彼の最期については様々な説がありますが、一説には、担ぎ手がみな逃げ出してしまい、取り残された隆信が敵方に討ち取られたとも言われていますね。その際、隆信は念仏を唱えながら這いずり回ったという説もあるんです。だとすれば、「肥前の熊」と恐れられた武将としてはとても残念な死にざまだったわけですが…。

 

その一方で、敵と禅問答のようなやり取りを交わして、堂々と首を取られたという話もあります。どちらが本当だったのか…皆さんはどう思いますか?

 

さて、隆信亡き後の龍造寺氏は、鍋島氏に取って代わられます。

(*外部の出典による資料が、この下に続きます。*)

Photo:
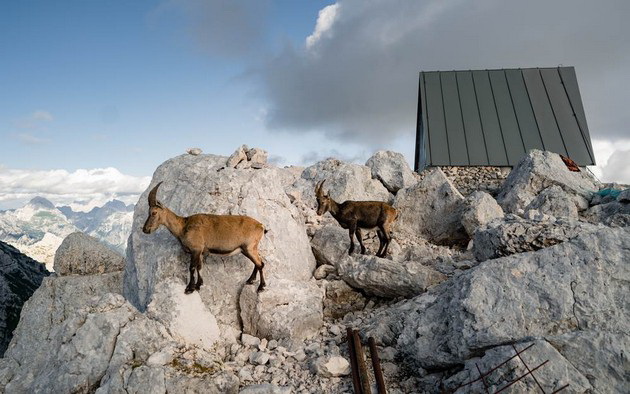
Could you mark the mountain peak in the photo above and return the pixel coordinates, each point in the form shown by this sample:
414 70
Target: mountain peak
41 202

直茂がほぼ実権を握り、隆信の孫・高房(たかふさ)を最後に、江戸初期には佐賀鍋島藩が成立することとなったのでした。

 

まとめ

  1. 祖父と父が殺され、幼い頃は苦難の連続だった
  2. 龍造寺の当主となり、母や義弟・鍋島直茂に助けられ勢力を拡大した
  3. 猜疑心が強く家臣を謀殺したため、人心が離れていった
  4. 沖田畷の戦いで、圧倒的兵力差ながら敗れた
  5. その最期の様子については様々な説がある

 

武将は強いだけじゃダメなんだと、龍造寺隆信を見ていると強く感じます。

 

疑り深いのはやっぱりまずいですよね。かといって疑わなさすぎもまずいですが…戦国武将って大変だと思わされました。